Profil - The fine art of classical music
EDITION GÜNTER HÄNSSLER - EIN LABEL MIT "PROFIL"
Bei der Gründung seiner "EDITION GÜNTER HÄNSSLER" und dem neuen Label "PROFIL" betrat Produzent Günter Hänssler, der ehemalige Chef des erfolgreichen Labels Hänssler Classics, mit einer ganz klaren Philosophie und Zielsetzung den Klassik-Markt:
"Nur ein Label mit einem klaren PROFIL, mit einem eindeutigen Wiedererkennungseffekt hat heute noch eine Chance auf dem heiß umkämpften CD-Markt - um die Liebhaber klassischer Musik heute mit einem Produkt zu überzeugen braucht man Originalität, Innovation und optimierte Vertriebswege."
Der Name PROFIL ist Programm. Günter Hänssler denkt in Serien. Nur groß angelegte Projekte haben heute noch eine Chance, sich nachhaltig auf dem Markt wiederzufinden. So entstanden international hoch gepriesene und mehrfach mit internationalen Preisen ausgezeichnete Editionen wie die EDITION STAATSKAPELLE DRESDEN oder die GÜNTER WAND EDITION.

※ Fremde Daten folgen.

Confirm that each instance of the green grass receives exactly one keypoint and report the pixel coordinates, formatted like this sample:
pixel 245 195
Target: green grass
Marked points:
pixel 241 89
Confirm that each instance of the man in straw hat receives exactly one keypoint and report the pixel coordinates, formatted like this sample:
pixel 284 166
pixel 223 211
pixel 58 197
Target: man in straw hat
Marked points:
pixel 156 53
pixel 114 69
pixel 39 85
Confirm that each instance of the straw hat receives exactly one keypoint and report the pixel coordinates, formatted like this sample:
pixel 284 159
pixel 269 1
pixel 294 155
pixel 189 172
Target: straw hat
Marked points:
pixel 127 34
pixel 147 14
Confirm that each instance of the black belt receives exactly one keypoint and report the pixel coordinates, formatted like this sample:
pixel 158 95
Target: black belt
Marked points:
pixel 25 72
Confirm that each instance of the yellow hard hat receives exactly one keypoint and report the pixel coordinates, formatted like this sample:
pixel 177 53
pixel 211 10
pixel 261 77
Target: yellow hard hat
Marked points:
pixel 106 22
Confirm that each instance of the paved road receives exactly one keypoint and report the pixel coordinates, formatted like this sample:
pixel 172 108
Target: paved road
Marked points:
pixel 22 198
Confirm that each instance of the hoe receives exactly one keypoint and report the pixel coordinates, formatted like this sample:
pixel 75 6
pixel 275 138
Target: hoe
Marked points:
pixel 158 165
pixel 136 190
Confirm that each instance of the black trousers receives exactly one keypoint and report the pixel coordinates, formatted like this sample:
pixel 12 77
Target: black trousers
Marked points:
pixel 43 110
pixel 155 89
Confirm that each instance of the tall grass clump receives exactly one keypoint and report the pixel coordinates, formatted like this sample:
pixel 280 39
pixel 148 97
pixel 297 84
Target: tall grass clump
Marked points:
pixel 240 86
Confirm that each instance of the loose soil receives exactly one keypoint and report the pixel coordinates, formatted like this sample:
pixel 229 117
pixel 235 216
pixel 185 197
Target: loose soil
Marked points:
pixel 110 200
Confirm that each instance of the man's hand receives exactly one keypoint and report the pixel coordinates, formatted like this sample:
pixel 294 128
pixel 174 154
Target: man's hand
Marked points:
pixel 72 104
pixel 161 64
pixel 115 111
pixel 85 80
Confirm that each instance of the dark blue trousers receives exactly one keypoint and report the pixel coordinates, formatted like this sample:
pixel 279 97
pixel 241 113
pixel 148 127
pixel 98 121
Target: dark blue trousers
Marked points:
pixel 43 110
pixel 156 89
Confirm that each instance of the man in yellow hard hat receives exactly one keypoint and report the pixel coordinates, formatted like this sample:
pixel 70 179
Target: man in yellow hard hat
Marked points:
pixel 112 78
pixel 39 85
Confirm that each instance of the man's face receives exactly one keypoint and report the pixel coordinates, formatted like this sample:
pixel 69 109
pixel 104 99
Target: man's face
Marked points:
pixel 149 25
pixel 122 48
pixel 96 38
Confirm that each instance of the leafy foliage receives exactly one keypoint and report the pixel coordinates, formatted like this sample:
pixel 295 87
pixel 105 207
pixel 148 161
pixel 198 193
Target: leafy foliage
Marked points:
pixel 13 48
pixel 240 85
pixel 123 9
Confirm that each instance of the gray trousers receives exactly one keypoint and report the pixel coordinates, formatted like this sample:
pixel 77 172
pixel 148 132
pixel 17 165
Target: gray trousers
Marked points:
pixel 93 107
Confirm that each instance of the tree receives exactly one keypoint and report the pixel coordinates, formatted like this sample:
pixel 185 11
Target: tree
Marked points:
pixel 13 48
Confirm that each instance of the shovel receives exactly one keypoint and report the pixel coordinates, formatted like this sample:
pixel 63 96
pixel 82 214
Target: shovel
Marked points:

Die Repertoire-Politik ist charakteristisch. Eine Auswahl erster internationaler Künstler finden sich im Programm von PROFIL ebenso wieder wie erfolgreiche Newcomer der Klassikszene, darunter das mehrfach preisgekrönte Klenke-Quartett, das in der Interpretation von Kammermusik in den letzten Jahren neue Maßstäbe setzen konnte.
Ergänzt wird das Repertoire durch ausgewählte, digital aufwendig restaurierte historische Aufnahmen, Interpretationen von legendärem Ruf in neuer, bisher nicht gekannter digitaler Klangqualität. Auf diese Weise schlägt PROFIL die Brücke von der Vergangenheit in die Gegenwart und versteht sich so auch als Bewahrer musikalischer Traditionen.
PROFIL: Ein Programm - eine Verpflichtung aus Tradition!